Painting by Caravaggio

The Madonna di Loreto or Pilgrims' Madonna is a painting created c.1604–1606 by the Italian Baroque master Caravaggio, located in the Cavalletti Chapel of the church of Sant'Agostino, just northeast of the Piazza Navona in Rome. It depicts the barefoot Virgin holding her naked child in a doorway before two kneeling peasants on a pilgrimage.

In 1603 the heirs of marquis Ermete Cavalletti, who had died on 21 July 1602, commissioned a painting on the theme of the Madonna of Loreto to decorate a family chapel. As instructed by the marquis's will, the Cavaletti's purchased a chapel in the church of Sant'Agostino in Rome on 4 September 1603.

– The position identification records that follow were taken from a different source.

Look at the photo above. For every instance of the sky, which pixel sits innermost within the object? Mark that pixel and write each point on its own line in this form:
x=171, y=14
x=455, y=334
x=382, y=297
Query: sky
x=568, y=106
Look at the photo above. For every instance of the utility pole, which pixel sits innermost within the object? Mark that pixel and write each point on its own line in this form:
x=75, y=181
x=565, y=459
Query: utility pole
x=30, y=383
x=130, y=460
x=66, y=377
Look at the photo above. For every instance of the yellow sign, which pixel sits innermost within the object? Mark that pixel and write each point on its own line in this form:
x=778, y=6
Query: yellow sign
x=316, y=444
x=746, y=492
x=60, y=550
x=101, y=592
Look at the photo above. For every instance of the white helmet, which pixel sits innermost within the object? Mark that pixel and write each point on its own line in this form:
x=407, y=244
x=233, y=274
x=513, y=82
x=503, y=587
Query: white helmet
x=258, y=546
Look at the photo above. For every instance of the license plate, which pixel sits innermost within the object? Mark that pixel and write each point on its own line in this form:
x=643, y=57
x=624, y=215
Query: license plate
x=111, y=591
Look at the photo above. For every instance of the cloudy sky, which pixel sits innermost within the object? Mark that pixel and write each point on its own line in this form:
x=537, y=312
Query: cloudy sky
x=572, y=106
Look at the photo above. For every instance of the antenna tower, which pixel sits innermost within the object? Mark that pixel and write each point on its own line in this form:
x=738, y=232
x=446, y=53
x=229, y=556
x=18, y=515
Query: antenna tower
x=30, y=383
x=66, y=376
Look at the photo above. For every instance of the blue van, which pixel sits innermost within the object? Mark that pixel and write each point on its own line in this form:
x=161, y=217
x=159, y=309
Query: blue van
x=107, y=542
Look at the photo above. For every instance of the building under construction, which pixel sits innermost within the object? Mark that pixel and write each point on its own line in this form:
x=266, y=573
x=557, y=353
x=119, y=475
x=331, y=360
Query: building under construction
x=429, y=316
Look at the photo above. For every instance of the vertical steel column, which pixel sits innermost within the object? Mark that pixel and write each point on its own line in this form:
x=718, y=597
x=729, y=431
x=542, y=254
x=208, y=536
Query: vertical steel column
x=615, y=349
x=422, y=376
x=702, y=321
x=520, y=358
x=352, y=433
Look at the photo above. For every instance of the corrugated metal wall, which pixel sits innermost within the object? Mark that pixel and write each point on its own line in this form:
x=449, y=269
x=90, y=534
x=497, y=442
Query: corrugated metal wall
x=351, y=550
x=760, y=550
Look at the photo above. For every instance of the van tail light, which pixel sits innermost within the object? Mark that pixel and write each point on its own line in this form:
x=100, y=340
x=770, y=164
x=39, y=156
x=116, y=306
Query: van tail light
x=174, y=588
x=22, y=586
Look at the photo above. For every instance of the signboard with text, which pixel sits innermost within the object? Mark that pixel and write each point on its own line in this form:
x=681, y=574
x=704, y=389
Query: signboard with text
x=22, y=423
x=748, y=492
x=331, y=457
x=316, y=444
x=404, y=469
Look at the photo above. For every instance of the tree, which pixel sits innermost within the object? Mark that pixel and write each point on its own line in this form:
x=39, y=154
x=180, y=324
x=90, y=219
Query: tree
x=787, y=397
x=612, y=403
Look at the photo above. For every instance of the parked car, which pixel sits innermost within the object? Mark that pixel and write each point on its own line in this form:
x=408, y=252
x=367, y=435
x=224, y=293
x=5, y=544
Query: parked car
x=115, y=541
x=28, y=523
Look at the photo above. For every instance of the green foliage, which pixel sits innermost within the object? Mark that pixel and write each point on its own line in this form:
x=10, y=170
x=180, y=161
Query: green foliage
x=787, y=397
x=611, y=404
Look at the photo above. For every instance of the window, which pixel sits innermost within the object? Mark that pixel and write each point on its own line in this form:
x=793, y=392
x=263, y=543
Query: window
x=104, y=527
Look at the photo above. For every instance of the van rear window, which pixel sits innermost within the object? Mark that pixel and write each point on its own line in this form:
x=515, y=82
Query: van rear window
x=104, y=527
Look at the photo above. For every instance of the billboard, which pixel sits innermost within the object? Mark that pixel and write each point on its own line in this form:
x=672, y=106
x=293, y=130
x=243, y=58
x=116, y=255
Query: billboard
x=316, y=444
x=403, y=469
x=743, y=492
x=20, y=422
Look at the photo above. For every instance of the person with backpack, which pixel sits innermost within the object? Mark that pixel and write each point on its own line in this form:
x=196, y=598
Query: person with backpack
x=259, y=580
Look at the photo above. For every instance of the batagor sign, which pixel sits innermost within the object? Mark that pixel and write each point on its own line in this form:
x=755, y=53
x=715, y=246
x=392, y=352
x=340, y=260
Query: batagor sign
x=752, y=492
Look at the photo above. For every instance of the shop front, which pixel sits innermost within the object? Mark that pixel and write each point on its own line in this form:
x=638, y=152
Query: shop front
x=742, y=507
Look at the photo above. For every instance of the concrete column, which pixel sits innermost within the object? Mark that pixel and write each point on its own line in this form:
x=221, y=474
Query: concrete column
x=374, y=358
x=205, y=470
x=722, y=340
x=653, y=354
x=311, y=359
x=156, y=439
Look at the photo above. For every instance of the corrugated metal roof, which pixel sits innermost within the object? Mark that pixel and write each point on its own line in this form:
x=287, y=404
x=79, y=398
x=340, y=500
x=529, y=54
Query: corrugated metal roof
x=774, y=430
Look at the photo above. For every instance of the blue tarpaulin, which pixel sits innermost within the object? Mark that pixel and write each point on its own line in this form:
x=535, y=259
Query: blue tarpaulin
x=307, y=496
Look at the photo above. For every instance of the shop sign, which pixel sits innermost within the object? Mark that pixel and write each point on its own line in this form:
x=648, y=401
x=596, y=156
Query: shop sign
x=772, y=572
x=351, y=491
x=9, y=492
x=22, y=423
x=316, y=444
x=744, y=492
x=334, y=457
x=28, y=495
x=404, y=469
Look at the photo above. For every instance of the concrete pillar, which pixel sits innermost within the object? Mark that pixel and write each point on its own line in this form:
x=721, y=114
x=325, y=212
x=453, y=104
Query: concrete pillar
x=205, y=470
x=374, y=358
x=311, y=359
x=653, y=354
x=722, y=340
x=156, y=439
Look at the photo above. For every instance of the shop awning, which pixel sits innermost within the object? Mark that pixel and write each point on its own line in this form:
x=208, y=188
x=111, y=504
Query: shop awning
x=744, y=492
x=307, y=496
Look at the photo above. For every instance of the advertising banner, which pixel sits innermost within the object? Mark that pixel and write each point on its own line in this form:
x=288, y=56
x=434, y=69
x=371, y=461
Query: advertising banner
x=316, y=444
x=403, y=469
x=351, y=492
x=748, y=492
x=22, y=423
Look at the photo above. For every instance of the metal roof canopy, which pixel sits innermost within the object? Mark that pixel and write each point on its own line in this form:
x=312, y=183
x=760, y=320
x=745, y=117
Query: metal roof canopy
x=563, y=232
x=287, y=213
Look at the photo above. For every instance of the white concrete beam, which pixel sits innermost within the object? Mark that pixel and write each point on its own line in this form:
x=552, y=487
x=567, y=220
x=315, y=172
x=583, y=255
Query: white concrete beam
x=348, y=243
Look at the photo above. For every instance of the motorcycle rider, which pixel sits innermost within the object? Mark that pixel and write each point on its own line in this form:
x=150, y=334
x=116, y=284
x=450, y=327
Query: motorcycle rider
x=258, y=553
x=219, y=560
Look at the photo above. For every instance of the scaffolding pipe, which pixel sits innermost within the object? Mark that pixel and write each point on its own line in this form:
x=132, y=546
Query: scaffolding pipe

The painter Giovanni Baglione, a competitor who had successfully ensured Caravaggio was jailed during a libel trial, said that the unveiling of this painting "caused the common people to make a great cackle (schiamazzo) over it". The uproar was not surprising. The Virgin Mary, like her admiring pilgrims, is barefoot. The doorway or niche is not an exalted cumulus or bevy of putti, but a partly decrepit wall of flaking brick. Only a slim halo indicates her saintly status. While beautiful, the Virgin Mary could be any woman emerging from the shadows. Like many of Caravaggio's Roman paintings, such as the Conversion on the Way to Damascus or the Calling of St Matthew, the scene is a moment where an ordinary person encounters the divine, whose appearance is equally ordinary. The woman modelling Mary appears to be the same as that in Caravaggio's canvas in the Galleria Borghese: The Madonna and Child with St. Anne (Dei Palafrenieri) (1605).

Critic Robert Hughes has stated:…his [Caravaggio’s] project was to give traditional motifs the immediacy of real life, rather than dignify the actual with fragments of the Classical.  And once there was a perfect standoff between the two:  this Madonna [di Loreto], leaning very elegantly against a pilaster with those two wrinkled and almost incongruously and devout plebians adoring her. Compared to the pilgrims, the Madonna looks wooden; but perhaps she was meant to since the cult of the shrine of the Madonna at Loreto centered around a miraculous statue of the Virgin Mary which, like a benevolent female version of Mozart’s Commendatore, was said to come alive when venerated.

It has been suggested that Caravaggio's composition is at least in part derived from a detail of a 1574 engraving, Adoration of the Magi, after Rosso Fiorentino, by Caravaggio's friend Cherubino Alberti (1553-1615).